Vaccine passport is our best option
Finally free to travel, I dusted off my bags and packed plenty of face masks and hand sanitizers. With my vaccination certificate, or “COVID passport,” in hand I boarded a train in the UK for a trip to France. Despite the need now to present more documentation than a traditional passport at the customs and immigration desks — the sworn letter indicating I am coronavirus-free and my vaccine certificate were given a cursory glance — and the effects of Brexit, I was able to travel and now here I am, ready to enjoy my first vacation in nearly 18 months.

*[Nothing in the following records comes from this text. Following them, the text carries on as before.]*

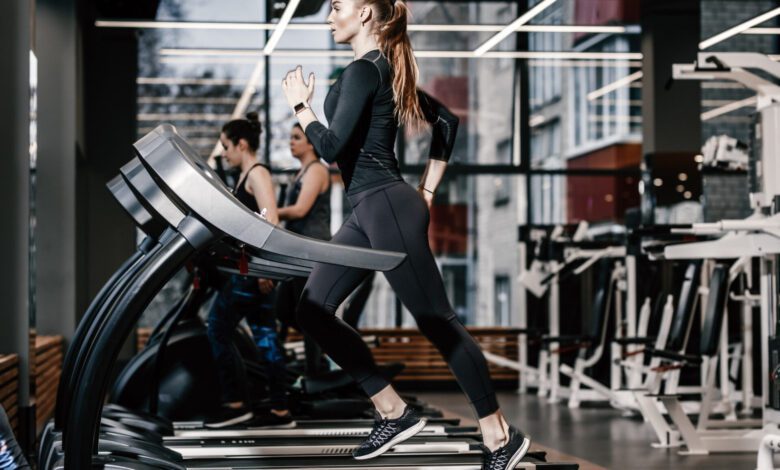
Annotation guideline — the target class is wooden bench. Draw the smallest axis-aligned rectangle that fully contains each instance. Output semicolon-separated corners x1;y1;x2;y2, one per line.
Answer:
136;327;520;388
0;354;19;435
287;327;520;388
31;336;64;430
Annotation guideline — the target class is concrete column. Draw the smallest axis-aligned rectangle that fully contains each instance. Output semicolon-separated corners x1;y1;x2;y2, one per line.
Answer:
0;0;32;436
640;0;701;224
76;13;138;317
641;0;701;155
35;0;78;341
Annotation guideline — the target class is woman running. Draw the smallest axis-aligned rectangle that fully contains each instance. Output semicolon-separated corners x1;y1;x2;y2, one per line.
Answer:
276;123;330;377
206;113;291;428
282;0;530;470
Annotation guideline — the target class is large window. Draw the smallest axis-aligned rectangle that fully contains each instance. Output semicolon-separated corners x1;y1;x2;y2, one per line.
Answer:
123;0;641;326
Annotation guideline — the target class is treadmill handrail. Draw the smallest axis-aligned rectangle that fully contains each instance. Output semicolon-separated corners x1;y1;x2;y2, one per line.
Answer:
134;124;406;271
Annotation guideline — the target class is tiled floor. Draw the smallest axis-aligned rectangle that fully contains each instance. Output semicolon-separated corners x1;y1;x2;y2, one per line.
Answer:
414;392;756;470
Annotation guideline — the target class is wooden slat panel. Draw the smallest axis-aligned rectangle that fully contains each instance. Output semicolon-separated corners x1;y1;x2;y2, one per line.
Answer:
35;336;64;429
0;368;19;385
0;392;19;409
287;327;520;383
0;354;19;372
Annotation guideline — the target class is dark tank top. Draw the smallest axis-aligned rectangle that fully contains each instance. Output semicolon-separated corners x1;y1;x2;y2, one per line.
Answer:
233;163;268;213
285;161;330;240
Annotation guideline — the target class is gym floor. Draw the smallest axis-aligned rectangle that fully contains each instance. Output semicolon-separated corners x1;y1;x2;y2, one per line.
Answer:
414;392;756;470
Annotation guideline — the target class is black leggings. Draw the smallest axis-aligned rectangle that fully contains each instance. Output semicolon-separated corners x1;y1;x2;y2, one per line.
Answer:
297;182;498;418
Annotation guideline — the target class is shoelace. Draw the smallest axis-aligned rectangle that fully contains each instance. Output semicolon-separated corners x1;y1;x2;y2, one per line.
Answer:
488;447;509;469
367;419;396;446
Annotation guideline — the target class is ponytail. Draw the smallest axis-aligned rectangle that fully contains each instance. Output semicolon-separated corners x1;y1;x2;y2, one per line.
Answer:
369;0;426;131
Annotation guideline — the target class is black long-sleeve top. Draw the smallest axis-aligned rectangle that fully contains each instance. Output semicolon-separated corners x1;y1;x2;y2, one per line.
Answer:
306;50;458;195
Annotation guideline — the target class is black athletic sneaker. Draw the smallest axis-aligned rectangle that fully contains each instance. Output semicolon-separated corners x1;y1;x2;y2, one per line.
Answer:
203;406;254;429
482;426;531;470
352;406;427;460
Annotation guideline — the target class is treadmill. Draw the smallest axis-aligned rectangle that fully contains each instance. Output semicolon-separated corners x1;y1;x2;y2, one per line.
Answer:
58;126;576;468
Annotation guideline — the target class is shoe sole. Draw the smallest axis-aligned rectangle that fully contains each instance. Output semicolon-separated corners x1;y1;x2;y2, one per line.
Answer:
506;437;531;470
254;421;298;429
353;418;428;460
204;411;255;429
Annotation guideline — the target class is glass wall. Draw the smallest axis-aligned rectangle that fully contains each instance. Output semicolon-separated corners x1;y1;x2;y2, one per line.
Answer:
123;0;641;326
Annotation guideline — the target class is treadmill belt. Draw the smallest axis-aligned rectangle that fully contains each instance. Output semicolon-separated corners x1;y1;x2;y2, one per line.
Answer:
166;436;481;459
187;452;579;470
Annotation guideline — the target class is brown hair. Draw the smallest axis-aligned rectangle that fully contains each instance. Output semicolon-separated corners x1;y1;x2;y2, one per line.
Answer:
222;112;263;152
366;0;426;130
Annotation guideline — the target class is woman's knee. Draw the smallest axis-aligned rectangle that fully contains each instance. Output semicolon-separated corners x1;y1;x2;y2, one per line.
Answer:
295;290;335;331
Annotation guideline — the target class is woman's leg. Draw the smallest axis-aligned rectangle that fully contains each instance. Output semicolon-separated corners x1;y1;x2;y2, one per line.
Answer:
356;185;507;448
246;294;287;415
297;214;388;396
206;286;247;407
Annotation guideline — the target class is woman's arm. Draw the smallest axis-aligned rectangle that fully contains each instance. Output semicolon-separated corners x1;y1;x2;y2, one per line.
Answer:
246;166;279;225
282;60;379;163
417;90;458;207
279;164;329;220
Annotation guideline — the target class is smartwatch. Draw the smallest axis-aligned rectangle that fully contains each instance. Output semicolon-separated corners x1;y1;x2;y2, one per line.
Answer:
293;103;309;115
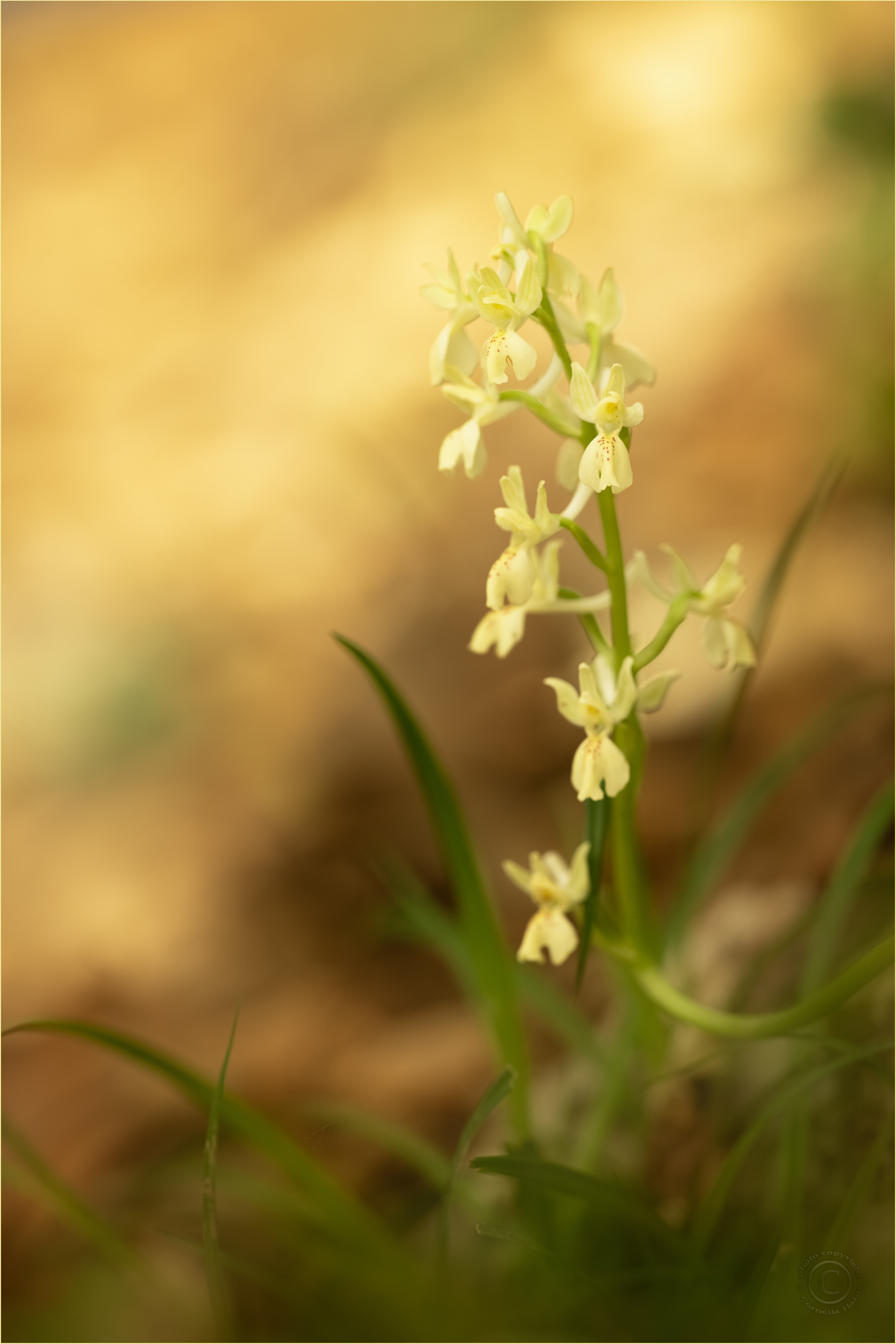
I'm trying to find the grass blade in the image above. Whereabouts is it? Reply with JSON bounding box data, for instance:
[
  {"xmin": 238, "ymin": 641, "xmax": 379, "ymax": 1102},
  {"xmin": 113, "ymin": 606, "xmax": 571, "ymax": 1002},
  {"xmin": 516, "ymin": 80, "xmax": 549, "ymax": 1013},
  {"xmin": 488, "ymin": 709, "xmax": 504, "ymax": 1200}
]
[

The world will never be the same as it was before the pandemic, it seems. The vaccine is our best weapon in the battle to protect ourselves from the worst effects of the virus. But is the requirement to provide proof of vaccination before being allowed to travel the terrible infringement on our civil liberties that some people, who continue to resist the potentially lifesaving jabs, claim it to be?
Like everyone else, I value my privacy and freedoms and strive to protect them. But in the case of the coronavirus, and the absence of a cure guaranteed to protect against its deadliest effects, I am happy to present my vaccine passport, comply with advice or mandates to wear a mask indoors and outdoors, maintain high levels of hygiene and limit my socializing to smaller groups of people. Instead I stay in touch with my wider circle of family and friends through social media, video calls or, preferably, outdoor meetings.
As I sat in my favorite cafe in the center of Paris after having my “pass sanitaire,” the French name for proof of vaccination status, checked by the unusually friendly waiter, I was deafened by the noise from a passing group protesting against vaccine passports.
A few people in the cafe rolled their eyes in response to the crowd and the commotion, others pretended to sink deeper into their conversations or the books they were reading. Clearly many in France agree with President Emmanuel Macron who considers vaccinations, and by extension vaccination passports, essential if we are to be able to carry on with routine activities such as sipping a coffee in a cafe or traveling on a train, and as the key to emerging from the pandemic and avoiding further lockdowns and the resultant social and economic hardships.
The protest groups are a combustible mix that includes those on the far-right, yellow-vest anti-inequality activists, and civil liberties campaigners who believe that the policy of requiring a vaccine passport encroaches on basic freedoms valued not only by the French but by people all over the world.
Whether the French, who are known for their resistance to anything new, like it or not, the vaccine passport is here to stay. To some, it seems to be an assault on personal liberty, in the same way the Brits would oppose the need to carry a national ID card or, worse, a vaccine pass they have to show every time they visit a pub, go to the cinema or shop at a mall.
But if we are to avoid further lockdowns, more economic downturns and prolonged social isolation, the vaccine passport is the best available option.